My first instinct was to back away, lest any bystanders think I was stealing the solutions. But no one was there to question my motives. The mailboxes were in a small room across the hall from the department office. Very secluded. Completely safe.

Economics 303 was my toughest class that semester. Required for the major, it covered statistics and introductory econometrics. The problem sets took forever. Gazing at the stack, I saw how easily I could skim a copy off the top.... But I didn't. Instead I stayed up late that night, finishing the problem set. At class the next day I handed it in and received the very answer sheet I'd seen the day before. With a deep sigh, I reviewed my mistakes.

It became an odd, ritualized temptation. The stack beckoned every week. Its sheer size made painfully clear how no one would ever notice a single, missing set. The more demanding the assignments became, the tougher it became to walk away.

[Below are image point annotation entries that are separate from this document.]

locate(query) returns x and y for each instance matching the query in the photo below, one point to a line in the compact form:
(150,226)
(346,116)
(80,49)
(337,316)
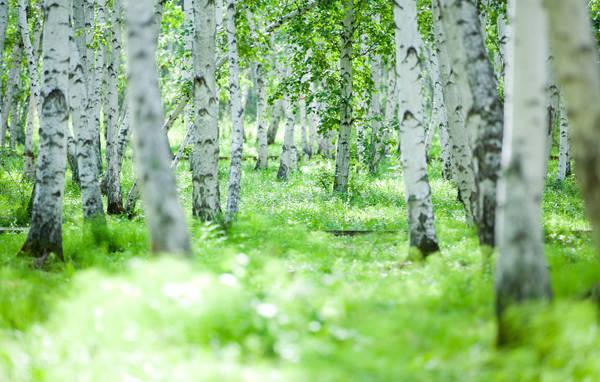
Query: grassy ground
(279,298)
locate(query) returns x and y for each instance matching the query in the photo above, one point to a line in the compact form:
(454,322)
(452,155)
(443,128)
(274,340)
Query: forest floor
(281,298)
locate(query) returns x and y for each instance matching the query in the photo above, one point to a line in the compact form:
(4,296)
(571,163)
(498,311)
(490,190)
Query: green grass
(279,299)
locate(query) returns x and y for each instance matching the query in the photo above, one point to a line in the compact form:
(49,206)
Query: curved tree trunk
(165,217)
(421,221)
(484,119)
(521,269)
(457,99)
(114,197)
(578,73)
(45,233)
(342,160)
(288,151)
(237,111)
(205,156)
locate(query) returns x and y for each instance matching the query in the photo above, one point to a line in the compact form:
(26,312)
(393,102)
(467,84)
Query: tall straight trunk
(45,232)
(457,99)
(521,269)
(34,90)
(165,217)
(306,149)
(439,116)
(258,74)
(484,117)
(276,113)
(11,86)
(375,114)
(314,120)
(578,73)
(237,111)
(97,85)
(84,138)
(421,221)
(342,160)
(288,151)
(3,27)
(564,154)
(205,156)
(114,197)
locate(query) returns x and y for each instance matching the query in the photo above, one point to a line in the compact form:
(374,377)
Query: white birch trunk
(165,217)
(521,269)
(421,220)
(205,155)
(564,154)
(375,114)
(45,233)
(11,86)
(342,160)
(457,99)
(114,197)
(484,119)
(237,113)
(84,136)
(288,151)
(578,73)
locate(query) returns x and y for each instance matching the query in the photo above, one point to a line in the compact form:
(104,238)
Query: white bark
(165,217)
(205,156)
(484,120)
(521,270)
(12,84)
(375,114)
(288,151)
(457,99)
(114,204)
(578,73)
(45,233)
(237,112)
(34,90)
(564,154)
(421,220)
(84,138)
(342,160)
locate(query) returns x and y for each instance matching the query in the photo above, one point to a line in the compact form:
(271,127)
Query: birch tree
(412,131)
(521,269)
(578,73)
(457,99)
(45,232)
(114,202)
(237,112)
(342,160)
(205,155)
(484,120)
(165,217)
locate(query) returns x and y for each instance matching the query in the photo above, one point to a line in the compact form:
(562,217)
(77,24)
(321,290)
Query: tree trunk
(342,160)
(521,269)
(45,233)
(375,114)
(12,85)
(165,217)
(421,221)
(576,62)
(564,155)
(484,118)
(237,112)
(288,151)
(84,134)
(205,156)
(114,197)
(457,99)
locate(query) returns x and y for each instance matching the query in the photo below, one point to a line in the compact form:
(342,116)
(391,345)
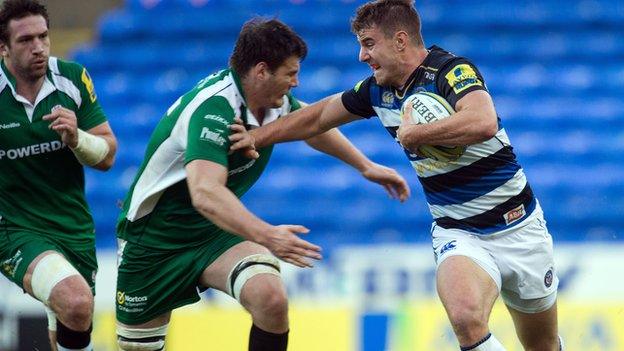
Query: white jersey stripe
(483,203)
(166,166)
(63,84)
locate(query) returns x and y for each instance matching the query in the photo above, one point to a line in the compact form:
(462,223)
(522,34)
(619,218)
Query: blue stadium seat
(553,67)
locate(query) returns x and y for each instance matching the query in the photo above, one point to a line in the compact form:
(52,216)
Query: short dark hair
(390,16)
(17,9)
(265,40)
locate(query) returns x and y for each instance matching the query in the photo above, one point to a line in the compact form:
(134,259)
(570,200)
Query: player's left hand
(387,177)
(64,122)
(242,140)
(405,129)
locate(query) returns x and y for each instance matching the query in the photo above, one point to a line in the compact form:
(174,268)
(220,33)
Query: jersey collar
(248,118)
(47,88)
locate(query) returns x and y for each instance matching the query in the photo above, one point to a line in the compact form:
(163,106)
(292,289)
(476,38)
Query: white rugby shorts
(519,260)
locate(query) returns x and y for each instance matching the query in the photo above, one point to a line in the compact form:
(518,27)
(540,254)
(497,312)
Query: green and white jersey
(158,211)
(41,182)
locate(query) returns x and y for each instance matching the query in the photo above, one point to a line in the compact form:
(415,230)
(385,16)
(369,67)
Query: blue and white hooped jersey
(485,190)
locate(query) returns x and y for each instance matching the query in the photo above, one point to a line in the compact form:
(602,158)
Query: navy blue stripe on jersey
(493,220)
(475,171)
(475,189)
(410,156)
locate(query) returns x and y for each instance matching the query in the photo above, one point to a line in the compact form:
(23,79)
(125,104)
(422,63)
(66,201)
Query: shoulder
(444,61)
(69,69)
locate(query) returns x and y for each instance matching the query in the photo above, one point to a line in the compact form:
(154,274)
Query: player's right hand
(241,139)
(284,243)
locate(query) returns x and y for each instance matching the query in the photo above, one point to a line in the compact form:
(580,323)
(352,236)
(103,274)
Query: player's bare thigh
(216,275)
(537,331)
(72,284)
(468,293)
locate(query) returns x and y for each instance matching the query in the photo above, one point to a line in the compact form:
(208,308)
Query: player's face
(279,82)
(28,50)
(380,53)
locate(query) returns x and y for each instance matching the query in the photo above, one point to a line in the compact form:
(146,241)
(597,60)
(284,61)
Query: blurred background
(555,69)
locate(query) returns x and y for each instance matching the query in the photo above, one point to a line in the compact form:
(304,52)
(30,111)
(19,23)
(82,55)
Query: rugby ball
(425,108)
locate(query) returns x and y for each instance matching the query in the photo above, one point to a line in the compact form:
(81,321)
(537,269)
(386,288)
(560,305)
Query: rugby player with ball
(489,233)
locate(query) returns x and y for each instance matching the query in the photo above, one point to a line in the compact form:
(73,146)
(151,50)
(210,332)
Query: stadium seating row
(554,68)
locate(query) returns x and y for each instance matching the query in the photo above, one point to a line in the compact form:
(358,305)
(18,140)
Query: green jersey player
(51,124)
(183,228)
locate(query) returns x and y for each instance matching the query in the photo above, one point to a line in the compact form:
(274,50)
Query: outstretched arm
(299,125)
(212,199)
(334,143)
(95,147)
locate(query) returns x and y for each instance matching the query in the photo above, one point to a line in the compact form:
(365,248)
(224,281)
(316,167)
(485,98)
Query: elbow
(202,204)
(488,130)
(107,164)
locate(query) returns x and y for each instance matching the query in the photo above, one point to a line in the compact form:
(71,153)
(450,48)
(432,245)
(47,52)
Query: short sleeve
(358,99)
(208,132)
(293,102)
(458,78)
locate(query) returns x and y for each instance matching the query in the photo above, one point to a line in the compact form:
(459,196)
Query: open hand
(242,139)
(64,122)
(284,243)
(395,185)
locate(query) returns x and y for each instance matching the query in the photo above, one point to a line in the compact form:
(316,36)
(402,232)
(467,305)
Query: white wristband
(91,149)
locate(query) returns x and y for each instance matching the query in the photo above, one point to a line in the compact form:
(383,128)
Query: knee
(77,311)
(267,300)
(141,339)
(544,344)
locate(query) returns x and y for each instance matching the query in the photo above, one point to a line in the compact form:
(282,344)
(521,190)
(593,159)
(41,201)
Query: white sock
(488,343)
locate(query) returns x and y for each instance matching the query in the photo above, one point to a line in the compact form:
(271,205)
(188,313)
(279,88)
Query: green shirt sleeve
(89,113)
(208,132)
(294,103)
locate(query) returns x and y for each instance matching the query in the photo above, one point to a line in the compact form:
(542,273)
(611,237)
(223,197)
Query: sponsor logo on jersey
(429,75)
(423,110)
(9,267)
(31,150)
(462,77)
(128,300)
(217,119)
(212,137)
(387,99)
(10,125)
(242,168)
(514,215)
(86,79)
(451,245)
(357,86)
(548,278)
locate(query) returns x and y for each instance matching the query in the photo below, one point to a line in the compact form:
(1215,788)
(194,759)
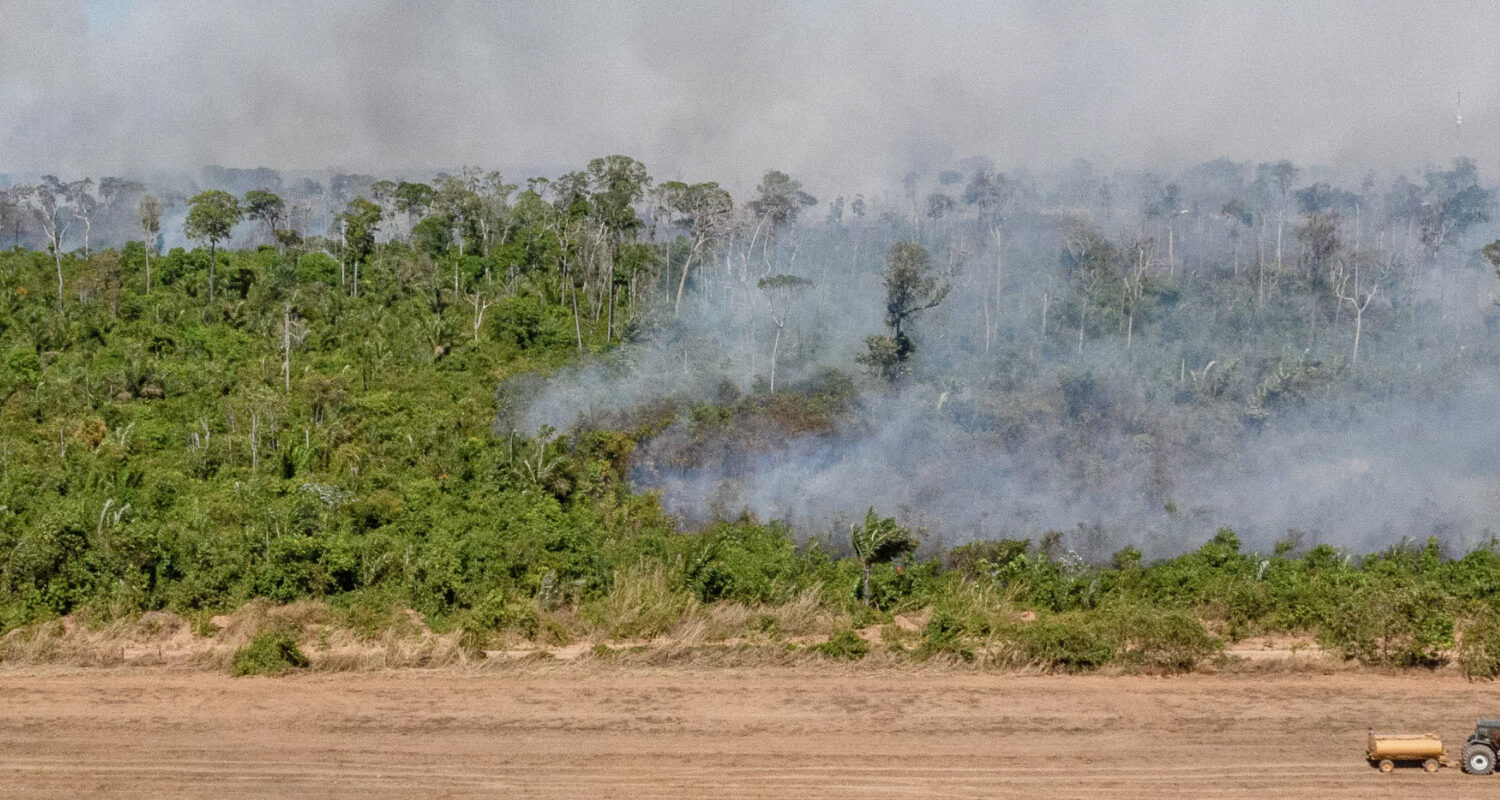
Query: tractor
(1479,751)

I began coming up with justifications for taking a copy. The detailed answer sheet would be a great learning tool - a study aid, really. I wouldn't stop doing the homework altogether, but refer to the answers if I got stuck. I'd save time, and it would make life easier for the poor, overworked graduate student who got stuck deciphering my errors. How selfless of me!

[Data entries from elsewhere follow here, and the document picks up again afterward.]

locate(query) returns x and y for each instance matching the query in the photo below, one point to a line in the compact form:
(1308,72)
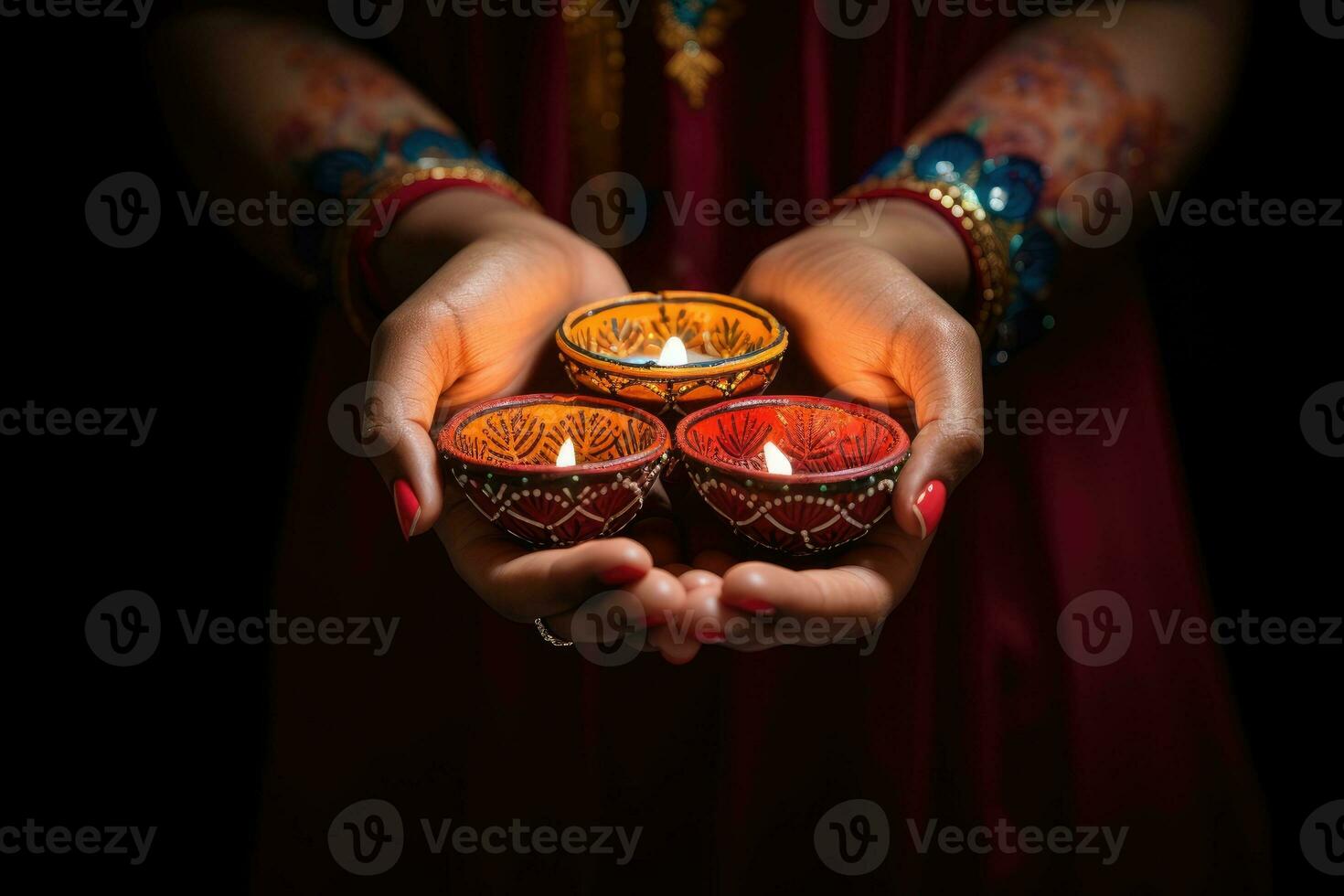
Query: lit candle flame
(566,455)
(674,352)
(775,461)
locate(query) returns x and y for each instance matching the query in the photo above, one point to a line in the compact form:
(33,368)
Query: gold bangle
(987,242)
(549,635)
(347,283)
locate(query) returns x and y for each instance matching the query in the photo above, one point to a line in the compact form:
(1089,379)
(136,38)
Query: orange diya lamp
(554,470)
(794,473)
(672,351)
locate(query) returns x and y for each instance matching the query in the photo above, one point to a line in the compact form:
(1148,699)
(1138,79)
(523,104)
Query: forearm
(1136,100)
(251,101)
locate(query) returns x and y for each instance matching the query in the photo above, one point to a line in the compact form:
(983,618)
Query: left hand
(864,316)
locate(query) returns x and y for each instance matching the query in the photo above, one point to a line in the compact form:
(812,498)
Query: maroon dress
(966,712)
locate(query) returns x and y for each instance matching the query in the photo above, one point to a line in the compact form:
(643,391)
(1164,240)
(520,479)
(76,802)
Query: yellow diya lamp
(672,351)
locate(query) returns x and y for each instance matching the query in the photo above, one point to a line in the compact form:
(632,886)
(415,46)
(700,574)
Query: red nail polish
(408,508)
(929,507)
(621,575)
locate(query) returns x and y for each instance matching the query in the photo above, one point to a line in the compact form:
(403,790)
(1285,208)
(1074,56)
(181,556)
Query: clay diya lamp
(555,469)
(794,473)
(674,351)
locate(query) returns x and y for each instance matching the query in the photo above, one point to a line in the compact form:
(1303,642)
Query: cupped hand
(866,324)
(477,325)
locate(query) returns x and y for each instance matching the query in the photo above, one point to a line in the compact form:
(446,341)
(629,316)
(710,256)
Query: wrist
(915,235)
(434,229)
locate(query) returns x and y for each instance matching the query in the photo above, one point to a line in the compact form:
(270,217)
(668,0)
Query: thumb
(409,369)
(944,378)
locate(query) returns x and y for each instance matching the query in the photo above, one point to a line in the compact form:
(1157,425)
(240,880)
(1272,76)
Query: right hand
(474,326)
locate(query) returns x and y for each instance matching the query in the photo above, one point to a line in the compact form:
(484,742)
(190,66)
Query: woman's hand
(863,316)
(474,328)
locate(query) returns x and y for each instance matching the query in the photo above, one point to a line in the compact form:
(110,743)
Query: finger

The semester grew more intense. Classes, work at the institute, singing rehearsals, my girlfriend, those insufferable problem sets - I began feeling overwhelmed by all these commitments. Something had to give! I finally decided to take an answer key. I remember strolling into the economics mailroom, half hoping the stack would be missing. But it was there as always, and as always there was no one around. All I had to do was grab the top copy and shove it into my book bag.

But I stood there, pondering the ramifications. Of course, there was the honor code I'd signed. But probably more disturbing to me was the possibility I could be caught. Maybe the copies were numbered. Perhaps a classmate would find out. Was it worth it? Was saving myself a few hours per week worth the risk - however remote - of being suspended or expelled? Calculating the costs and benefits, I decided I'd worked too hard to throw everything away on something like this. The upside was small, the downside enormous. I delivered the fliers and walked away.

Seven years later, my college diploma now rests atop a cluttered bookshelf in my living room. It's one of the first things I see when I walk in the door, and a source of great pride. I wonder: Would I regard it differently had I grabbed the answer sheet? Maybe I would. My achievement would be diminished, my pride qualified. Perhaps most important, the sacrifices my family made so I could attend a first-tier university would be betrayed.

But I can't congratulate myself too much, as my decision stemmed as much from fear as from principle. Does the motivation undermine the act? Or does it still count as "doing the right thing" when you do it for the wrong reasons?

*Carlos Lozada is an economic analyst in Atlanta.